Don’t get me wrong, the portrait remains unflattering. As hinted at by Ocean, Ladera Heights, the “black Beverly Hills,” carries all the haughty baggage that name implies. A 2011 LA Weekly article captures the residents in snotty repose. “This is a pretty quiet community, so things like that don’t happen,” one resident says in response to a van that had been perched on crates in a driveway, as if that’s a crime. Dramedy Atlanta satirizes the kitschy, megalomaniacal consumerism of peak suburb in its scathing episode “Juneteenth,” and I can confirm that it’s all true. Straight out of Thomas Frank’s 1990 salvo, McMansions dot the metro Atlanta region, ensconced by access-controlled gates and stamped with idiotic neighborhood names. And just as monstrous are the many suburban municipalities nationwide that outright ignore the needs of their poorer residents, literally bumping them down the road, away from jobs, social services, and permanent housing. I never said the suburbs weren’t actually wack.
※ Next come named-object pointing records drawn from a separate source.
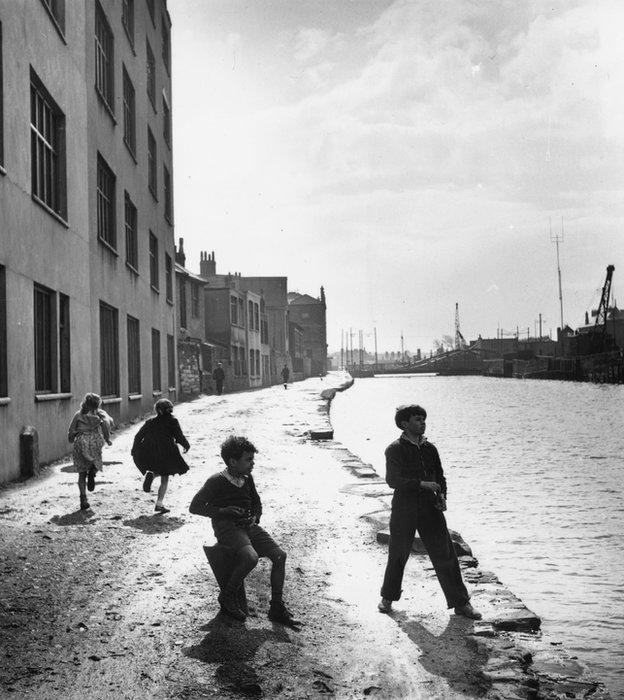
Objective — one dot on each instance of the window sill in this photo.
(50, 211)
(106, 106)
(107, 245)
(53, 397)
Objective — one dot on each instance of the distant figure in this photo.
(219, 375)
(156, 453)
(88, 431)
(414, 471)
(230, 499)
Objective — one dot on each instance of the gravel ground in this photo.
(118, 602)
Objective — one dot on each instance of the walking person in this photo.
(414, 471)
(219, 375)
(88, 431)
(285, 376)
(232, 502)
(155, 450)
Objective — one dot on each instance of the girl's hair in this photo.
(91, 402)
(162, 405)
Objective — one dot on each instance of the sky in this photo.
(408, 156)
The suburb has always been one locale among many that embody self-interest and exclusion—there is no suburb without slums and tenements, after all—but in an era where isolationism is a global current and the suburb itself has changed, the homogenous suburb of the fifties is a feeble, ineffectual symbol. When I consider closed-mindedness in 2017, thinking in terms of space leads me everywhere: websites, apps, workplaces, airports, ICE detention centers, film sets, Charlottesville, stadiums, boardrooms, the Oval Office. The era’s more resonant avatars of noxious American self-interest are matters of property, that strange mixture of space, ownership, and imagined relations: private prisons, corporate pipelines snaking through communities, local newspapers commandeered by ideologues, private arsenals boosted by lobbyists and turned against the citizenry. These matters aren’t as readymade for horror films and sweeping polemics as the suburb in its heyday—but that’s a virtue. That just means there are fewer cul-de-sacs to get lost in.